December 9, 2011

Editorial

We give back to God, in an unequal exchange, the gift of his love

“Clearly, it is only through God’s generosity that man, the beggar, who receives a wealth of divine gifts, is yet able to offer something to God as well; that God makes it possible for us to accept his gifts by making us capable of becoming givers ourselves in his regard.”
—Pope Benedict XVI

During the Advent and Christmas seasons, we give and receive many gifts.

Advent is a time of preparation, a time of joyful hope and confident expectation.

Hope is a gift—an especially precious gift during times of uncertainty and despair.

Joy is also a gift. It gladdens our weary hearts, and allows us to let go of life’s many burdens—if only for a moment.

We have gifts to share with others because God has been generous to us. He has given us life. All that we possess—our material and spiritual gifts—first came to us because God loves us, and because he freely shares with us his life (grace) and the fruits of his labor (creation). We have gifts to share with others because God first shared these gifts with us.

Pope Benedict XVI reminds us that God is love. Divine love does not exist only for itself. “By nature,” the Holy Father says, God’s love “wants to pour itself out.”

This is the Christmas story. God so loved the world that he sent his only Son (Jn 3:16). God’s love could not contain itself. It overflowed and became incarnate. God so loved us that he became one with us.

This is the mystery—and the profound joy—of Christmas. Christ, the Son of God, “stepped outside the framework of his divinity, took flesh and became man” the pope says, “not merely to confirm the world in its worldliness,” but to effect a profound change, to transform the world, and each one of us, by the power of his love.

When we celebrate Advent, we look forward in hope. And when Christmas comes, we discover that our hope has been transformed. It has become love incarnate.

We have gifts to share with one another because Christ has given himself to us. We have the power to give back to God “with increase” because God has invited us to be the stewards of his bounty, and to nurture all his gifts and grow them out of gratitude for his love.
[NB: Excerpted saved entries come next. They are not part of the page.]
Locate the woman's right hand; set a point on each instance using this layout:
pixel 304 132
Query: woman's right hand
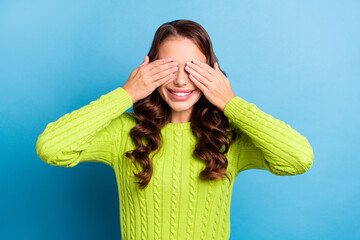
pixel 149 76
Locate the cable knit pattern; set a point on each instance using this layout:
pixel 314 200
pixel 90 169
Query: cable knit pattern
pixel 177 203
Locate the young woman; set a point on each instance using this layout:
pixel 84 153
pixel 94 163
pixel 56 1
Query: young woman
pixel 188 133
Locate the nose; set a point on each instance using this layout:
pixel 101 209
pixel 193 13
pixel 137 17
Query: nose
pixel 181 76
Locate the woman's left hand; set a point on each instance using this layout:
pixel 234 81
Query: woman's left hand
pixel 211 81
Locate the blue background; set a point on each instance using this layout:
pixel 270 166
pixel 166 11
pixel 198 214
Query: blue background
pixel 296 60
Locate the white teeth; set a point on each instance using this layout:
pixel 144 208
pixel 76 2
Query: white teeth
pixel 180 94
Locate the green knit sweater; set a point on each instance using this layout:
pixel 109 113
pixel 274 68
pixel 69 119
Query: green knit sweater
pixel 177 203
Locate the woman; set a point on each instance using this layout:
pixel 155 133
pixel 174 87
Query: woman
pixel 186 133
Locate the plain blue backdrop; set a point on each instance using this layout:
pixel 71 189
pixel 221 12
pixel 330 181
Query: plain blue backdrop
pixel 296 60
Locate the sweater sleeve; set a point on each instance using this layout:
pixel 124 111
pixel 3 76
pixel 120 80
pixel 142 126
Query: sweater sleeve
pixel 87 134
pixel 266 142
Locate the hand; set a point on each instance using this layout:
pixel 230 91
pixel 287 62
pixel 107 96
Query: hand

The danger is that we will neglect the gifts we have received from God, and that we will become complacent and fail to share them with others. This is the tendency to worldliness that Jesus has warned against (Jn 17:16). It is the temptation to regard all our gifts and possessions as rightfully ours—not gifts at all, but the results of our own efforts, our own exclusive property.

Miserly, self-centeredness is the spirit of Scrooge, not the spirit of Christmas. The God who loves us gives generously without measuring what we deserve. He does not hold back. He shares freely out of an abundance of love.

To be like him, we must let go of what we think we own. We must give until it liberates us from the weight of the world. We must share until it connects us with each other and with God.

Yes, the exchange between us and God is unequal. We could never hope to return to him in equal measure all that he has given to us. That is why the Lord challenges us to proportionate giving. And it is why he invites us to give sacrificially as a sign that we know how blessed we are and how much we have to share with others.

Pope Benedict says that “the Church owes her whole being to this unequal exchange.” We have nothing of our own to give this Christmas. We have only what Christ has first given to us—inviting us to take care of and share the gifts that he has given us out of love.

This Advent, let’s treasure the gift of hope and share it generously with all who are tempted to despair. And when Christmas comes, let’s not hold anything back. Let’s spread joy and love and peace with great generosity—as though we had much more of these precious gifts than we knew what to do with!

God gives us more than we can ever give back in return. May his generosity inspire us to celebrate this holy season with an outpouring of God’s unending love.